Consider the following partially completed frequency table:
Class xi fi
[87; 97) 92 3
[97; 107) 102 5
[107; 117) 112 9
[117; 127) 122 11
[127; 137) 132 2
Determine the first quartile by using the appropriate formula.
To determine the first quartile (Q1), we need to first calculate the total number of data points. We can do this by adding up the frequencies:
3 + 5 + 9 + 11 + 2 = 30
Since Q1 is the value below which 25% of the data falls, we need to find the cumulative frequency (CF) that corresponds to the 25th percentile.
25% of 30 is 7.5, which means that Q1 corresponds to the 7th data point. Looking at the frequency table, we can see that the 7th data point falls within the [97; 107) class.
To interpolate the exact value of Q1 within the [97; 107) class, we can use the formula:
Q1 = L + [(N/4 - CF) / f] * w
Where:
- L = lower boundary of the class interval containing Q1 (97 in this case)

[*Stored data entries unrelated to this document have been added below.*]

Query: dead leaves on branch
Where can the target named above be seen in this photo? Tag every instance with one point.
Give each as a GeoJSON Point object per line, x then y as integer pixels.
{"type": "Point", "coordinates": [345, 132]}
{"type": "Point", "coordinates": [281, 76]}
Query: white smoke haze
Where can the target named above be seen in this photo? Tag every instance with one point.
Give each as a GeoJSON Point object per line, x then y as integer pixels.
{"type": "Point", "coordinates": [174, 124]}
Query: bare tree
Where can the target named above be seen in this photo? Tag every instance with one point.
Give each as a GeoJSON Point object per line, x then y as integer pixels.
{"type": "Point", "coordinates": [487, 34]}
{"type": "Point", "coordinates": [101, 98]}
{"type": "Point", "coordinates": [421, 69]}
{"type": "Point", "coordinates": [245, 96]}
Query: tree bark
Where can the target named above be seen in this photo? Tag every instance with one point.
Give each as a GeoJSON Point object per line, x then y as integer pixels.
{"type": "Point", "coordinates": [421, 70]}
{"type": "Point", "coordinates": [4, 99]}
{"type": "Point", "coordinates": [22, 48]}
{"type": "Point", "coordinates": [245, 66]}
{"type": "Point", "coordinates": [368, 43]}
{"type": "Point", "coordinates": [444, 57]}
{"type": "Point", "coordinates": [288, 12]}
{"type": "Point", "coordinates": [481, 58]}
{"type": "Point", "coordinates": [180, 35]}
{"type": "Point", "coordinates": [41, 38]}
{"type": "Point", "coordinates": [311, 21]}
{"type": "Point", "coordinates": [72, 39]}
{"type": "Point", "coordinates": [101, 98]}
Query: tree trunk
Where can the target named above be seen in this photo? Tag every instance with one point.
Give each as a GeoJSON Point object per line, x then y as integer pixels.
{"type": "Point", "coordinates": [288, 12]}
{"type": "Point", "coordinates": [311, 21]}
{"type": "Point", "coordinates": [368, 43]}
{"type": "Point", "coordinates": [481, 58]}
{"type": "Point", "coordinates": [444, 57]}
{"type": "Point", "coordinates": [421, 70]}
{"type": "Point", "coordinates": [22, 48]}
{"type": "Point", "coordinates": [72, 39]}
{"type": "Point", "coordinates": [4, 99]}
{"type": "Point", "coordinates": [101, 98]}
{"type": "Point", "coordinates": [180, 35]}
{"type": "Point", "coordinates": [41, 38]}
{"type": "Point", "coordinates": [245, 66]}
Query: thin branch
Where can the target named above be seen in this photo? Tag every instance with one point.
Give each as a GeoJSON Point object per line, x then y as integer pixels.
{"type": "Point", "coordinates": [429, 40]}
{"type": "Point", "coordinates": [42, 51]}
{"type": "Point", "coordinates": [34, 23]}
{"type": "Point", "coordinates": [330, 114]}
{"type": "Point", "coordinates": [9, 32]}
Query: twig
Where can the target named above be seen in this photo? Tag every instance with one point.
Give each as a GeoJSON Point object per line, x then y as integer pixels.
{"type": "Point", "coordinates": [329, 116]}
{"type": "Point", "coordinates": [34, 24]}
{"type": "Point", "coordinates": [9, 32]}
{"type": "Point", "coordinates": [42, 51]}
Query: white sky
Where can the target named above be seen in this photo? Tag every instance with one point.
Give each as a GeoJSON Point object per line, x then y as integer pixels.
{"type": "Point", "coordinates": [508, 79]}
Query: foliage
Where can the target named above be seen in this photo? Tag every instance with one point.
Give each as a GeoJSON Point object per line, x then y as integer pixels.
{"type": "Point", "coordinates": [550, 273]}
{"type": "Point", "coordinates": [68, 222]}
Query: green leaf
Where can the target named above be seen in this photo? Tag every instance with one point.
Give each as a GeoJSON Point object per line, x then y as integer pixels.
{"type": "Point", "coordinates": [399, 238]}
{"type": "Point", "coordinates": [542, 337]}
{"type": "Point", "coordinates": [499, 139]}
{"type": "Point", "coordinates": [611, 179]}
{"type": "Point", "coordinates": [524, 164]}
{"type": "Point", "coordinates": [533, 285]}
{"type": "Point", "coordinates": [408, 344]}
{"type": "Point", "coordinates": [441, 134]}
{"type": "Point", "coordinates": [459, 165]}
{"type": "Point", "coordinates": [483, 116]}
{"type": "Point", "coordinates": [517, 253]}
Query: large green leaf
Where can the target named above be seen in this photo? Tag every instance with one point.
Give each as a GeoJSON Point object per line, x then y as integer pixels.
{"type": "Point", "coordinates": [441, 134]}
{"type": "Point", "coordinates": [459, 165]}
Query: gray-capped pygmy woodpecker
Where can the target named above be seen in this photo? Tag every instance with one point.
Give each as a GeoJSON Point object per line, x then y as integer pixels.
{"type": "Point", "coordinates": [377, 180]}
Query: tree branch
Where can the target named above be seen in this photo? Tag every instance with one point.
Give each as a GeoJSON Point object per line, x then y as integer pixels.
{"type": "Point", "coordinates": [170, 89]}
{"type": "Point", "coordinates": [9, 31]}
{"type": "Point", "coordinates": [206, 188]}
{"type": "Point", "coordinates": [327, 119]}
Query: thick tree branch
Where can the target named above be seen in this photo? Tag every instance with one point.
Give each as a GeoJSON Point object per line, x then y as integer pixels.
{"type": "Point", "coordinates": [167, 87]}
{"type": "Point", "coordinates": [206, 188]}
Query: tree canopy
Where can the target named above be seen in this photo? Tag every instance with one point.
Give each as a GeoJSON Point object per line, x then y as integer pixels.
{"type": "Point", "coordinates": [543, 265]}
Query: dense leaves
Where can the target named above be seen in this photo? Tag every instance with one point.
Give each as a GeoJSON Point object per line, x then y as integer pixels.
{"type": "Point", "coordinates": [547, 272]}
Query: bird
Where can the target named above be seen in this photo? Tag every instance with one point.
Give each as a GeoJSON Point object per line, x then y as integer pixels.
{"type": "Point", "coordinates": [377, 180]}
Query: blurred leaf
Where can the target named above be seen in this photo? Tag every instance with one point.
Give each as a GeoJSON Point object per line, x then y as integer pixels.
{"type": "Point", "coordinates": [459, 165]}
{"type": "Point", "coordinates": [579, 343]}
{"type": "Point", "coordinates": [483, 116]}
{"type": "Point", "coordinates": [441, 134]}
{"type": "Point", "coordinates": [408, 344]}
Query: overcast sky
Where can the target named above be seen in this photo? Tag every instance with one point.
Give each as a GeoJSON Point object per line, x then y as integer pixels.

- N = total number of data points (30)
- CF = cumulative frequency of the class interval before Q1 (3 in this case)
- f = frequency of the class interval containing Q1 (5 in this case)
- w = width of the class interval (10)
Plugging in the values:
Q1 = 97 + [(30/4 - 3) / 5] * 10
Q1 = 97 + [(7.5 - 3) / 5] * 10
Q1 = 97 + (4.5 / 5) * 10
Q1 = 97 + 0.9 * 10
Q1 = 97 + 9
Q1 = 106
Therefore, the first quartile (Q1) for this data set is 106.